MARTINA MELI is a master’s in computer information systems student whose work is seeking to create an algorithm that can automatically replace complicated words with simpler ones, helping non-native speakers and those with learning difficulties read in Maltese. Here, we see how she’s using artificial intelligence to turn this vision into reality.
Language is one of the most powerful communication tools we have as it defines the way we interact with other human beings, learn new things, and receive information. Even so, as anyone who’s ever learnt a second or third language would know, reading in that new language can sometimes feel tedious as complicated words force us to spend more time researching their meaning rather than understanding the context of the piece. But what if software could make life easier by automatically replacing these pesky words with simpler ones?
“Lexical Simplification (LS) is the process of replacing complex words in a sentence with simpler substitutes while ensuring that meaning remains unchanged,” says Martina, a full-time master’s student at the Faculty of ICT. “Yet, despite the existence of such LS systems in other languages, there is no similar technology for content written in Maltese.”
This is why Martina’s research proposes an LS system for Maltese content. Called Supporting Maltese Content Accessibility Through Lexical Simplification, this project is, in theory, straightforward: the system would discover complex words in Maltese, such as ‘ħolistiku’ (holistic), and replace them with simpler terms, like ‘sħiħ’ or ‘komplut’. But, as one can imagine, creating a system that can do this is not child’s play.
“We were required to develop an algorithm for potential complex word identification, substitute generation, substitute selection, and substitute ranking. So, to start off with, we got permission to compile a database of sentences from four Maltese news websites, namely TVM News, Newsbook, One, and Illum. These were then split into two sets of 20: the dev set, which is used to tune the system and find its optimal parameters, and the test set, used for testing and evaluating the system’s output.”
Martina then had to create a number of filters due to the subjectiveness of whether a word can be considered complicated or not. She started by giving each word a speech tag that specifies whether it’s a verb, noun, adjective, or adverb. She then moved on to exclude certain words from ever being replaced, such as people’s titles (Ms, Dr, Professor, etc), words that are spelt the same way in both English and Maltese, and titles of books, films, organisations, and so on.

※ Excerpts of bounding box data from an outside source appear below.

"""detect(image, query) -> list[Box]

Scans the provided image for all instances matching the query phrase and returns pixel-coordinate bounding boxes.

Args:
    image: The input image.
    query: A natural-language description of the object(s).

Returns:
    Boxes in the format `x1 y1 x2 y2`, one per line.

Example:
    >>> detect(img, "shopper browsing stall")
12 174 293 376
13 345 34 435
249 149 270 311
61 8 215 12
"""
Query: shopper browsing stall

Then, to help with generating substitute words, Martina used BERTu, a Maltese monolingual model that is trained on a Maltese corpus (a dataset of raw Maltese sentences). This software also assigns a number of tokens to words, for example, the word ‘jien’ (I) would be assigned one token, but ‘edukazzjoni’ (education) would have two or three.
The final piece in the jigsaw puzzle was the substitute ranking, which means that both the target word and the substitute are given a score based on several factors, including character count, frequency, and probability of it replacing the target word.
When all this is completed, the system can use Assistive Technology (AT) to help readers understand text with uncommon words or phrases. But this can do more than just help non-native speakers.
“The system will also allow users to pick the substitute that they feel works best for them through a drop-down menu. Older generations, for example, may prefer to have a substitute that’s of Semitic origins, while readers with autism may prefer shorter or longer substitutes.”
Now that the algorithm has been completed, Martina has packaged it as a browser-based extension, turning something that is innately complex into something that is extremely easy to use. Indeed, what we particularly like about this project is how it takes people’s differences and needs into consideration, which is an integral part of an any ICT project.